Bristow and colleagues, for example, reported that women with stage IV disease who underwent cytoreduction to < 1 cm disease had a median survival of 38 months, while those with stage IV disease and > 1 cm residual tumor had a median survival of 10 months. This was found to be the case even when liver resection was required to attain optimal cytoreduction. It should be noted, however, that such aggressive surgical efforts are not associated with an improvement in survival unless all disease of 1 cm diameter or larger is removed.
Although it is commonly observed that the rate of cure of ovarian cancer has not changed significantly over the past 30 years, it is important to recognize that the duration of survival and quality of life of women with advanced ovarian cancer has improved dramatically over that interval. Much of this improvement is due to the stepwise evolution of chemotherapy regimens from single alkylating agents to combination chemotherapy regimens, and ultimately the emergence of platinum-based regimens.
In reporting the addition of paclitaxel (Taxol) to platinum-based therapy for ovarian cancer, McGuire and colleagues observed a median survival of 38 months for women with surgically suboptimal disease. This is in marked contrast to the median survival reported in trials of single alkylating agent therapy, which was generally found to be about 14 months. An important component of this improvement in survival is the fact that close to 70% of women with advanced ovarian cancer will achieve complete clinical remission after initial surgery and platinum-based chemotherapy. Thus, many women with significant gastrointestinal symptoms, or with intraoperative findings suggesting imminent bowel obstruction at the time of presentation will achieve complete resolution of their symptoms (at least transiently) even in the absence of an aggressive surgical effort.
Intestinal Obstruction in the Patient Presenting With Ovarian Cancer
Given the predilection of ovarian cancer for intraperitoneal spread, many patients are found to have symptoms of intestinal compromise when they present with ovarian cancer. This is most commonly caused by compression of the rectosigmoid by pelvic tumor or involvement of the transverse colon with a bulky omental tumor. In patients with such symptoms, a preoperative barium enema or colonoscopy is often helpful to exclude a primary colonic malignancy.

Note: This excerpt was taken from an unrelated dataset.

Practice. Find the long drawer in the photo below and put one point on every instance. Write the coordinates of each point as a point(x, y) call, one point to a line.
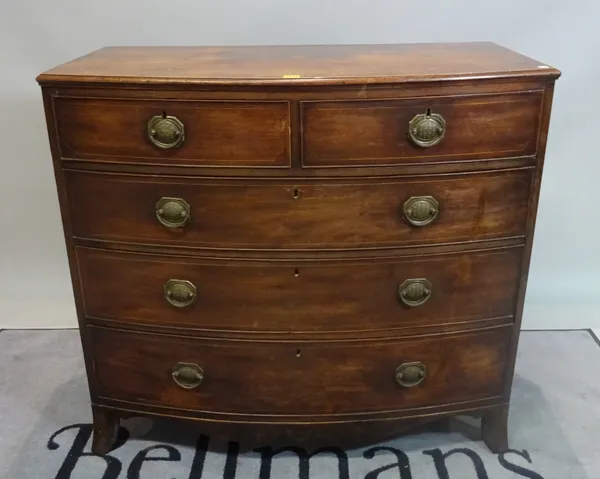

As suggested above, even patients with apparent extensive intestinal involvement at the time of presentation rarely benefit from aggressive bowel resection unless this effort is performed for a complete obstruction or as part of an optimal surgical cytoreduction. Surgeons experienced in the management of ovarian cancer are generally able to dissect bulky tumors from the bowel serosa, and thus achieve an optimal cytoreduction without resorting to intestinal diversion or resection.